Hydrogen bonding of the 2′ OH in RNA

Abstract

The high resolution PMR spectra of single and double stranded RNA and transfer RNA all exhibit resonances from exchangeable protons at about 6.8 ppm. This resonance at 6.8 ppm can be assigned to the 2′ OH since (i) resonances from all other exchangeable protons are otherwise accounted for, (ii) the resonance position is the same (±0.2 ppm) in all RNA indicating that it is from a proton in the backbone, (iii) the resonance is only observed from RNA at low temperature, and (iv) the resonance shifts upfield with the addition of dimethylsulfoxide to samples originally in water such that the extrapolation of the resonance position to neat dimethylsulfoxide is about 5.6 ppm which is approximately the resonance position of the 2′ OH proton of mononucleosides in dimethylsulfoxide.

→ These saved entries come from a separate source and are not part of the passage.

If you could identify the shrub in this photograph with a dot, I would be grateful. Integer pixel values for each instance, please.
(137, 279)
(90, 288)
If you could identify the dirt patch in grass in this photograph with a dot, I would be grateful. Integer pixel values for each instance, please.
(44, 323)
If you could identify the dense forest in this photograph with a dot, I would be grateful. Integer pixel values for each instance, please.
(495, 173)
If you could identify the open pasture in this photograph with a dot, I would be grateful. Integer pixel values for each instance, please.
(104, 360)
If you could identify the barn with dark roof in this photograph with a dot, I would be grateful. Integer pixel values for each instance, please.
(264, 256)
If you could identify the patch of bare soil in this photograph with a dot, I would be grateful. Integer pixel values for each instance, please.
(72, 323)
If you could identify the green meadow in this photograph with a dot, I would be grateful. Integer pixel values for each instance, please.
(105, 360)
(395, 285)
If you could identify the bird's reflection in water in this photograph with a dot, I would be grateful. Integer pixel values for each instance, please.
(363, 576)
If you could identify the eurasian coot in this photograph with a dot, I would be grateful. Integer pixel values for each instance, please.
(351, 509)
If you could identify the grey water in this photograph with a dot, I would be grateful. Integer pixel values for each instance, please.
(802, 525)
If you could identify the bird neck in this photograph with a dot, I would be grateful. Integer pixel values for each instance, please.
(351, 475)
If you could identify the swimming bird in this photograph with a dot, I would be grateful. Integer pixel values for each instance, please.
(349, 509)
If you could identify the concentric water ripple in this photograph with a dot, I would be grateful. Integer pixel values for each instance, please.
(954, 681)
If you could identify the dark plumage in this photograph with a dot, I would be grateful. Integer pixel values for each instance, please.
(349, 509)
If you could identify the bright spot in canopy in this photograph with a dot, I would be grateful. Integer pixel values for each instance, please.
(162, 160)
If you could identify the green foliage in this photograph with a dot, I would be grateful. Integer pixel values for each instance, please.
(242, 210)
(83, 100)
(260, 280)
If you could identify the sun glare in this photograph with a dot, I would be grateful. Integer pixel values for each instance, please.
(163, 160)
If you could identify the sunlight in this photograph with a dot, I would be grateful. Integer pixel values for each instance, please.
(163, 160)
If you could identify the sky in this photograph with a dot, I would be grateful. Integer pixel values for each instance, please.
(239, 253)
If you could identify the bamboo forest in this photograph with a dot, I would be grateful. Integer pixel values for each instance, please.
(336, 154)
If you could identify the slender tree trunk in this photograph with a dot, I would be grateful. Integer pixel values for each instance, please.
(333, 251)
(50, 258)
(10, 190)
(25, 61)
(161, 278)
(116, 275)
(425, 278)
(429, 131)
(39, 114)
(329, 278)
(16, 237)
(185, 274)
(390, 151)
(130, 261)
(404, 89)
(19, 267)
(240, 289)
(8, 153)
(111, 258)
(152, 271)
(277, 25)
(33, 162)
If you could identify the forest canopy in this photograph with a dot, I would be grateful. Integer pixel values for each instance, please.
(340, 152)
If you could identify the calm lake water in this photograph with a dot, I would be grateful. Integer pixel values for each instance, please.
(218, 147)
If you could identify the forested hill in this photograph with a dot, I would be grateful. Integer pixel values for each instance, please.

The 2′ OH is hydrogen bonded since the resonance position in RNA is shifted more than one ppm downfield from that of the mononucleoside in dimethylsulfoxide and the rate of exchange of the 2′ OH is considerably slower in RNA than in the monomer units. Examination of the PMR of mononucleosides in water dimethylsulfoxide mixtures, where the exchange is slow, shows that the resonance position of the 2′ OH hydrogen bonded to water is about 6.5 ppm. These PMR results indicate that the 2′ OH proton is hydrogen bonded to water. Examination of molecular models of RNA indicate a bound water molecule which can function as the acceptor of the 2′ OH hydrogen bond is properly situated to act as the donor in a hydrogen bond to the 3′ phosphate. The existence of this hydrogen bonding helps to explain some of the differences in conformation and thermal stability of RNA and DNA.